Le 21/05/2013 07:04, Alex Samad - Yieldbroker a écrit :
Hi
I have setup a small 2 node cluster that we are using for HA a java app.
Basically the requirement is to provide HA and later on load balancing.
My initial plan was to use
2 nodes of linux
Iptables cluster module to do the load balancing
Cluster software to do the failover.
I have left the load balancing for now, HA has been given a higher priority.
So I am using centos 6.3, with pacemaker 1.1.7 rpm's
I have 2 nodes and 1 VIP, the VIP determines which node is the active one.
The application is actual live on both nodes, its really only the VIP that moves
I use pacemaker to ensure 1 the application is running and to place the VIP in
the right place
I have create my own resource script
/usr/lib/ocf/resource.d/yb/ybrp
Used one of the others script files for that, but it test
1) the application is running by using ps
2) that the application is okay, it can make a call and test the result
The start stop basically touches a lock file
Monitor does the test
Status uses the lock file and does the tests as well
So here is the output from
crm configure show
node dc1wwwrp01
node dc1wwwrp02
primitive ybrpip ocf:heartbeat:IPaddr2 \
params ip="10.32.21.10" cidr_netmask="24" \
op monitor interval="5s"
primitive ybrpstat ocf:yb:ybrp \
op monitor interval="5s"
group ybrp ybrpip ybrpstat
property $id="cib-bootstrap-options" \
dc-version="1.1.7-6.el6-148fccfd5985c5590cc601123c6c16e966b85d14" \
cluster-infrastructure="openais" \
expected-quorum-votes="2" \
stonith-enabled="false" \
no-quorum-policy="ignore" \
last-lrm-refresh="1369092192"
is there anything I should be doing differently, I have seen colocation option
and something about affinity of resources, but I used group which would be the
best practise way of doing it ?
Probably writing a better ocf script that doesn't rely on 'ps' (eww!)

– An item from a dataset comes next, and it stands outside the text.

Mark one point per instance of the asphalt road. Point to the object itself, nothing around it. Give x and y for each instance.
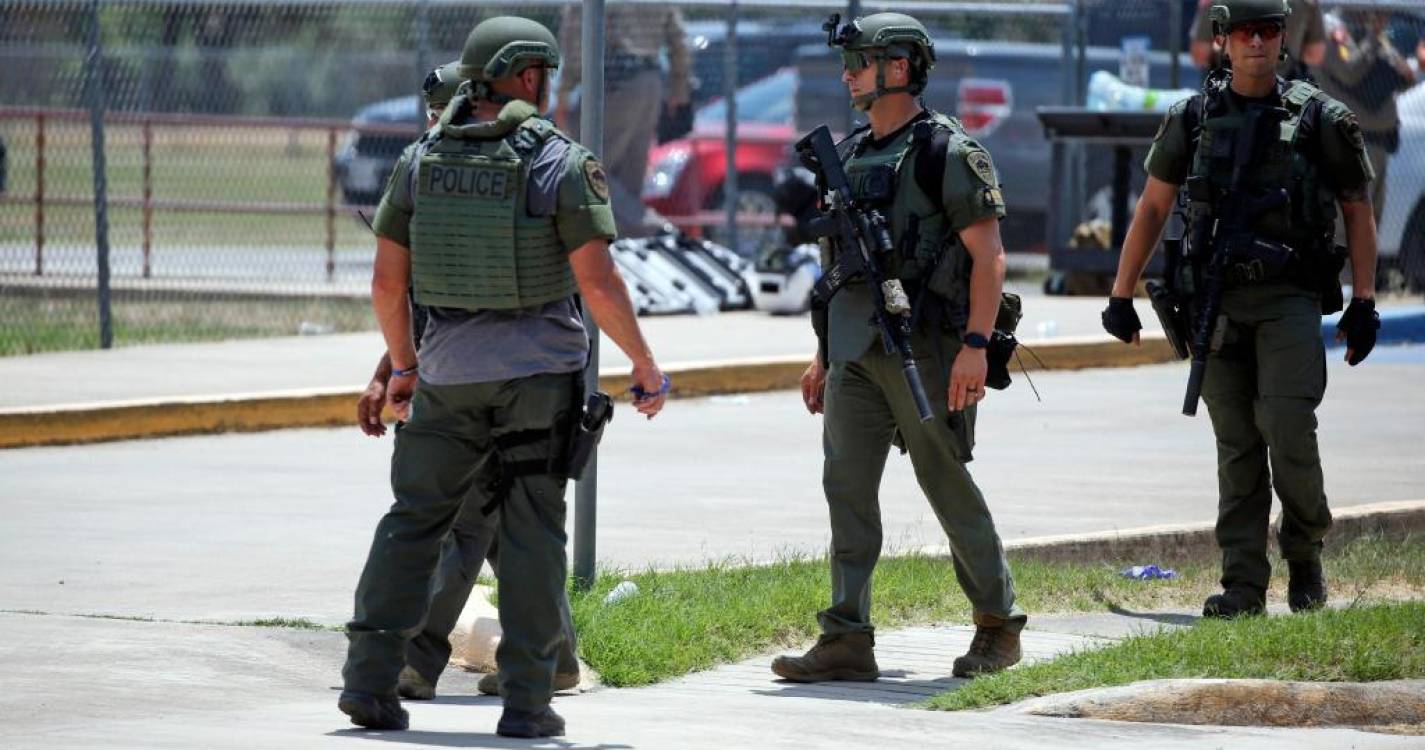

but on a real lsb 'status'.
my next step is to add in iptables cluster ip modules. It is controlled by a
/proc/.... control file. Basically you tell the OS how many nodes and which
node number this machine is looking after.
So I was going to make a resource for node number ie node 1 preference for node
1 and node 2 preference for node 2. So that when 1 node goes down it will bring
that resource over to it. That can be done by poking a number into the /proc
file
But I have seen some wierds things happen that I can explain or control.
Sometimes things go a bit off when I do a
/usr/sbin/crm_mon -1
I can see the resource have errors next to them and a message along the lines of
operation monitor failed 'insufficient privileges' (rc=4)
I normally just do a
crm resource cleanup ybrpstat
and things come back to normal, but I need to understand how it gets there and
why and what I can do to stop it
Maybe the user that runs pacemaker have the right to execute your 'ybrp'
ocf script but not the 'ps' that you used in it ?
It returns 4 (<> 0), it should be quite easy to read
/usr/lib/ocf/resource.d/yb/ybrp and search what would return 4 in the
"status" section.
this is from /var/log/messages
from node1
==========
May 21 09:02:35 dc1wwwrp01 cib[2351]: info: cib_stats: Processed 1
operations (0.00us average, 0% utilization) in the last 10min
May 21 09:09:28 dc1wwwrp01 crmd[2356]: info: crm_timer_popped: PEngine
Recheck Timer (I_PE_CALC) just popped (900000ms)
May 21 09:09:28 dc1wwwrp01 crmd[2356]: notice: do_state_transition: State
transition S_IDLE -> S_POLICY_ENGINE [ input=I_PE_CALC cause=C_TIMER_POPPED
origin=crm_timer_popped ]
May 21 09:09:28 dc1wwwrp01 crmd[2356]: info: do_state_transition:
Progressed to state S_POLICY_ENGINE after C_TIMER_POPPED
May 21 09:09:28 dc1wwwrp01 pengine[2355]: notice: unpack_config: On loss of
CCM Quorum: Ignore
May 21 09:09:28 dc1wwwrp01 pengine[2355]: error: unpack_rsc_op: Preventing
ybrpstat from re-starting on dc1wwwrp01: operation monitor failed 'insufficient
privileges' (rc=4)
May 21 09:09:28 dc1wwwrp01 pengine[2355]: warning: unpack_rsc_op: Processing
failed op ybrpstat_last_failure_0 on dc1wwwrp01: insufficient privileges (4)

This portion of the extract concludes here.